For downloading Jiuzhang2.0 data, go to http://quantum.ustc.edu.cn/web/node/951. If you would like to download it using the terminal, execute the following:

wget -P $rootdir \
http://quantum.ustc.edu.cn/web/sites/default/files/2021-07/GBS144%20Data.part1_.rar
wget -P $rootdir \
http://quantum.ustc.edu.cn/web/sites/default/files/2021-07/GBS144%20Data.part2_.rar
wget -P $rootdir \
http://quantum.ustc.edu.cn/web/sites/default/files/2021-07/GBS144%20Data.part3_.rar
wget -P $rootdir \
http://quantum.ustc.edu.cn/web/sites/default/files/2021-07/GBS144%20Data.part4_.rar

You can similarly decompress the compressed files in terminal:

# Unrar your files. `x` tells it to extract all parts.
unrar x 'GBS144 Data.part1_.rar'

If you do not have sudo privilege to install the unrar command, you can use the a container following this tutorial: https://vsoch.github.io/lessons/unrar-python/ (their python tutorial does not work as it still depends on the unrar executable). For example, if your system provides singularity for running containers, you can execute the following:

# Loading singulaity. Most linux servers have `module` command to manage modules. 
# If singularity is not available, try docker.
module load singularity
# Getting the container that can run unrar
singularity-ce pull --name rar.simg shub://singularityhub/rar
# If you are using a cluster, start an interactive session job.
# Using the image on a login node may not work
# The example is shown for slurm, but you may have a different scheduler
# and different arguments may be required as well
srun --nodes=1 --ntasks-per-node=1 --time=01:00:00 --pty bash
# Binding directory to container so that it can find the files
singularity shell -B <directory/that/has/your/rar/files>
# Unrar your files. `x` tells it to extract all parts.
unrar x 'GBS144 Data.part1_.rar'
# Exit singularity container
exit
# Exit interactive job
exit

If nothing works, just download to your own computer and extract there.
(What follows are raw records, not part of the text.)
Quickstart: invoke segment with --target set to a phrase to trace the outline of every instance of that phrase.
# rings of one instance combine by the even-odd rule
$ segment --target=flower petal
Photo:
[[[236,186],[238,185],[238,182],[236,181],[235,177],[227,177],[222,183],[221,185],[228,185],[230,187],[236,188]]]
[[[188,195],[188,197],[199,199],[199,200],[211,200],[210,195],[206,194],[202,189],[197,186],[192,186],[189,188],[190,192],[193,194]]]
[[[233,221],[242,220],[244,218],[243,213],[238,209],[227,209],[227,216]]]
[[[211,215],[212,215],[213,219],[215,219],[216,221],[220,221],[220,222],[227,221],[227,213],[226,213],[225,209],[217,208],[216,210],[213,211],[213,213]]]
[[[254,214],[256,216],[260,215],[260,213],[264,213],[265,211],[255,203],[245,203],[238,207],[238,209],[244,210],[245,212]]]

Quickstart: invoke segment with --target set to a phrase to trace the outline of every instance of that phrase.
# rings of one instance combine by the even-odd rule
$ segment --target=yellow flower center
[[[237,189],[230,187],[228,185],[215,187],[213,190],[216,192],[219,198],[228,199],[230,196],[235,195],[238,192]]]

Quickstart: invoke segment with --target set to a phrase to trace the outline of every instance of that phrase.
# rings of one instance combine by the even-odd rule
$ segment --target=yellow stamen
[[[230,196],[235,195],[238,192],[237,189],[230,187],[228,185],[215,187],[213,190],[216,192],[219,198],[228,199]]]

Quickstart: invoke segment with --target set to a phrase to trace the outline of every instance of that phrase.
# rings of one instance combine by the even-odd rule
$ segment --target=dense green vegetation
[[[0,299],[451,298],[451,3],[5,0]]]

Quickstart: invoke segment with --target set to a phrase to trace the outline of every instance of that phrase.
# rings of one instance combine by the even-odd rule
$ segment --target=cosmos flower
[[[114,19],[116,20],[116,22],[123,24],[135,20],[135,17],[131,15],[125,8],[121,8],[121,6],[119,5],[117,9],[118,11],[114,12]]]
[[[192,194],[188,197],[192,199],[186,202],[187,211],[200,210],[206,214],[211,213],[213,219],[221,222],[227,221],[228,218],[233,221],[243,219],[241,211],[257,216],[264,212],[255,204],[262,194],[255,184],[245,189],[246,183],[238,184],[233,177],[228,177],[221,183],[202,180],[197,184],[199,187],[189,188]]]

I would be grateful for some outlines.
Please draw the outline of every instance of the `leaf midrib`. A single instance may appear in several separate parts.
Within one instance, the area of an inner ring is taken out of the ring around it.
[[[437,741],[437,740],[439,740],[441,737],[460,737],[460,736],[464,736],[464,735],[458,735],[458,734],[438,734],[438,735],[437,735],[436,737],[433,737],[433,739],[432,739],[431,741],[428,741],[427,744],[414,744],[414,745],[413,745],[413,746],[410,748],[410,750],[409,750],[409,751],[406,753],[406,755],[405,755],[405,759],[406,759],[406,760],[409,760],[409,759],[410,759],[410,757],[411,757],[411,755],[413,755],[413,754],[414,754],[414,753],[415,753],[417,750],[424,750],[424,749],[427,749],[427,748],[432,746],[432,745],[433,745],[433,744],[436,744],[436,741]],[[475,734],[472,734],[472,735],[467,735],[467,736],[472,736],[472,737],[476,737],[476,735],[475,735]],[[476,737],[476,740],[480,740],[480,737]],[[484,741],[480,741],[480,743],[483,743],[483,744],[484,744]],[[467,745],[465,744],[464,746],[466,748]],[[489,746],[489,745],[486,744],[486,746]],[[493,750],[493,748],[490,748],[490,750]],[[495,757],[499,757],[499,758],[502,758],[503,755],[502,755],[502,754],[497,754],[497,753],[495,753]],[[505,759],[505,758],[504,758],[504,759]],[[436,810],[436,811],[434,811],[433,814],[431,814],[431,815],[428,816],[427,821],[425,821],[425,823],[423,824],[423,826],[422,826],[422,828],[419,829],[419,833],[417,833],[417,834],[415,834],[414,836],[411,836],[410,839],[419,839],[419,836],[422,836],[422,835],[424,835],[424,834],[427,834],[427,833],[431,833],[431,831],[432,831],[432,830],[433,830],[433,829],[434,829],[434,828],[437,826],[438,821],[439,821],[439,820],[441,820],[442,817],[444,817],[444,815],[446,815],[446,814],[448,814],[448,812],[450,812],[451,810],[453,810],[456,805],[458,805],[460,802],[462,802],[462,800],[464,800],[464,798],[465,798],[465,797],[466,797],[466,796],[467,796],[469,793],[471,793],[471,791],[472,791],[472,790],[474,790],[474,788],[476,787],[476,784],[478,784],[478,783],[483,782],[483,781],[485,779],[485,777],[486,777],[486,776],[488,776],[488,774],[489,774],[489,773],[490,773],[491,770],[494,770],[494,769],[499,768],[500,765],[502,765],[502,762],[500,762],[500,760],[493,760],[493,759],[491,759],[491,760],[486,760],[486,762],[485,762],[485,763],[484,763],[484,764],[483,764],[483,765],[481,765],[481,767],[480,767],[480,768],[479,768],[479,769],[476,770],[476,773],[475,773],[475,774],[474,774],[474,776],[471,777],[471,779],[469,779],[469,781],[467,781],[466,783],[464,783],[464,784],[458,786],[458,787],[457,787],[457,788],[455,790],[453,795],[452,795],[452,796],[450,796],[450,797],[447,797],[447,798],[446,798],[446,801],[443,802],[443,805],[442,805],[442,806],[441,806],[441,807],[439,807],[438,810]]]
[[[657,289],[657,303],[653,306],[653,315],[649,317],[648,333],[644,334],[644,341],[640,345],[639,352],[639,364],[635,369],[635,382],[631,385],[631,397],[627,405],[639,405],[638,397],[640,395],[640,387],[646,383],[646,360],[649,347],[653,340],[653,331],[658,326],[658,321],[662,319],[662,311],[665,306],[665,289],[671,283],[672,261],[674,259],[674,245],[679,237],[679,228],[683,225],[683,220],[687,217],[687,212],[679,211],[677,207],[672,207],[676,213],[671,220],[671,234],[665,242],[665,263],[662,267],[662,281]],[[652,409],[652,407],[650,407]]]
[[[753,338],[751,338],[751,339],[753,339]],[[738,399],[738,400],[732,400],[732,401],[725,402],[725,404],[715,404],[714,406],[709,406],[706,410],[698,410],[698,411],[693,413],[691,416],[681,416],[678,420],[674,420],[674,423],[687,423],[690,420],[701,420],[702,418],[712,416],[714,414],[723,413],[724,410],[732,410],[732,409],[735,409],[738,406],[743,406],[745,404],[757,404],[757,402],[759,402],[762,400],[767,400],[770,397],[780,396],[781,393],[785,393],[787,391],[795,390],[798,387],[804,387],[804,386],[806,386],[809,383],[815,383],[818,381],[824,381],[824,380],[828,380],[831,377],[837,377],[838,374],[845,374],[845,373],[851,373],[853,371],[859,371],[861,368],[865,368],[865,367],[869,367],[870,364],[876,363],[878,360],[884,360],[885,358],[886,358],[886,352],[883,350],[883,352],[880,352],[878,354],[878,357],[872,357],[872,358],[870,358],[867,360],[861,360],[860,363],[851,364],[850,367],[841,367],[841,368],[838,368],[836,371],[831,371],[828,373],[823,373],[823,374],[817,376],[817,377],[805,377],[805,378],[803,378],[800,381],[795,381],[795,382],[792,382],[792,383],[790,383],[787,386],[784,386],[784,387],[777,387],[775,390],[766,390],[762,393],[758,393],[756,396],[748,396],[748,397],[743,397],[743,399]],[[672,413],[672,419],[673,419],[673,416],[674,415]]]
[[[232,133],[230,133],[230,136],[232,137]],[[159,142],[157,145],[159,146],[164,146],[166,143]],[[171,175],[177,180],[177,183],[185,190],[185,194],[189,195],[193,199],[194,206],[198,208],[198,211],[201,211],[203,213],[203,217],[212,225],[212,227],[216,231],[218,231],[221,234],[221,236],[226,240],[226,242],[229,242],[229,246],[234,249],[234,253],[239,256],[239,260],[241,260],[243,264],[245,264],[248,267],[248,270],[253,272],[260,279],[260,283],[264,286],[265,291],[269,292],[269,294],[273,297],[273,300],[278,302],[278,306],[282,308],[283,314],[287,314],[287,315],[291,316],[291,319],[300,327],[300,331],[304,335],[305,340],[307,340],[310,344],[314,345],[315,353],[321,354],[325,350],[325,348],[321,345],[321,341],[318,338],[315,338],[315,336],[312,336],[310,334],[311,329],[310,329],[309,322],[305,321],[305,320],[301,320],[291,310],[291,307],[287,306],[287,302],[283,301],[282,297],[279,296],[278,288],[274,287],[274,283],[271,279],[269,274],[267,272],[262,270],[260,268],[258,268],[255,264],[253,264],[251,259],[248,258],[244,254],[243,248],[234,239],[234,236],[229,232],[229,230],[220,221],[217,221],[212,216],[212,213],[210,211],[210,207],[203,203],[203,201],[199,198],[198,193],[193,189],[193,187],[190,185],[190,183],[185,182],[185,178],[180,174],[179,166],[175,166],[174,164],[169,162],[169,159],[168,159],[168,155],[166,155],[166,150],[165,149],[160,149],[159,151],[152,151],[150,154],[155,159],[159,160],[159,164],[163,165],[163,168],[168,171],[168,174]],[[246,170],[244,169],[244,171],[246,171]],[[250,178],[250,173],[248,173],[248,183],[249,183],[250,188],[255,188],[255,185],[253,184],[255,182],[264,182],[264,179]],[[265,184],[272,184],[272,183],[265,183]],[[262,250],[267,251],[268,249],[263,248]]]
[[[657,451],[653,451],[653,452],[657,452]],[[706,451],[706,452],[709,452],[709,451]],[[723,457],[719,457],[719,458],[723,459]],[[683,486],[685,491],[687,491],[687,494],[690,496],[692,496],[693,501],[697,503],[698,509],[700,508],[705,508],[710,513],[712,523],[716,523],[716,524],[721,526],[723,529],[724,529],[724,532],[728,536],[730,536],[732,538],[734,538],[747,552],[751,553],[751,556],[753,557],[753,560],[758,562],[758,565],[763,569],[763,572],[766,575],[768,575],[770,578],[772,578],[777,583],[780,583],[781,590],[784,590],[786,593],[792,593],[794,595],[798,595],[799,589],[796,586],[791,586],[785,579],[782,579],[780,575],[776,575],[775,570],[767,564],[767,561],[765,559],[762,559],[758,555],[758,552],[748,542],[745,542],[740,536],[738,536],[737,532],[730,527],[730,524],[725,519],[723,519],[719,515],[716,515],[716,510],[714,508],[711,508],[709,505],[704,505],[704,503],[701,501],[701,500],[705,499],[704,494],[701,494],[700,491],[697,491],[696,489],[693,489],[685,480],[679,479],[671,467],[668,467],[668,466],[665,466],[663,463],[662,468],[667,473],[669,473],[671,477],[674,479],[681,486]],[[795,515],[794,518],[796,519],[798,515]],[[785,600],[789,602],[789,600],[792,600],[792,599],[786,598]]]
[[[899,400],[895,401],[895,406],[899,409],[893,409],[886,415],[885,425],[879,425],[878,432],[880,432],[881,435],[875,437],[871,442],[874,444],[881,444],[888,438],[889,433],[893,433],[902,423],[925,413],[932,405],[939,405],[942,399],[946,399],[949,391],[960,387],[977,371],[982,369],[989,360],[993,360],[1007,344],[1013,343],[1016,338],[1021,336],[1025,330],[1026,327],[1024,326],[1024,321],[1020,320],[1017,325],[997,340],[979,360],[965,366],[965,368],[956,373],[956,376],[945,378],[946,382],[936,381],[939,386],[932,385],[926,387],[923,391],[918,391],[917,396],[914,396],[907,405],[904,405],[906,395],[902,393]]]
You should then rename data folders to Jiuzhang2_P<P>_<id> correctly, and you may use a GUI file manager or similar commands for the Xanadu data:

mv waist=65um/0.15 Jiuzhang2_P65_1
mv waist=65um/0.3 Jiuzhang2_P65_2
mv waist=65um/0.6 Jiuzhang2_P65_3
mv waist=65um/1.0 Jiuzhang2_P65_4
mv waist=65um/1.65 Jiuzhang2_P65_5
mv waist=125um/0.5 Jiuzhang2_P125_1
mv waist=125um/1.412 Jiuzhang2_P125_2
cp waist=65um/matrix.mtx Jiuzhang2_P65_1/matrix.mtx
cp waist=65um/matrix.mtx Jiuzhang2_P65_2/matrix.mtx
cp waist=65um/matrix.mtx Jiuzhang2_P65_3/matrix.mtx
cp waist=65um/matrix.mtx Jiuzhang2_P65_4/matrix.mtx
cp waist=65um/matrix.mtx Jiuzhang2_P65_5/matrix.mtx
cp waist=125um/matrix.mtx Jiuzhang2_P125_1/matrix.mtx
cp waist=125um/matrix.mtx Jiuzhang2_P125_2/matrix.mtx

Running the Program

Generating needed decomposition results

The first step is to generate the covariance matrix saved as cov.npy. Run the python script:

python -u make_cov.py --dir $dir >> outfile

The next step is to decompose the covariance matrix of the experiment into a pure quantum part and a random displacement part. The quantum part results in the covariance matrix saved as sq_cov.npy.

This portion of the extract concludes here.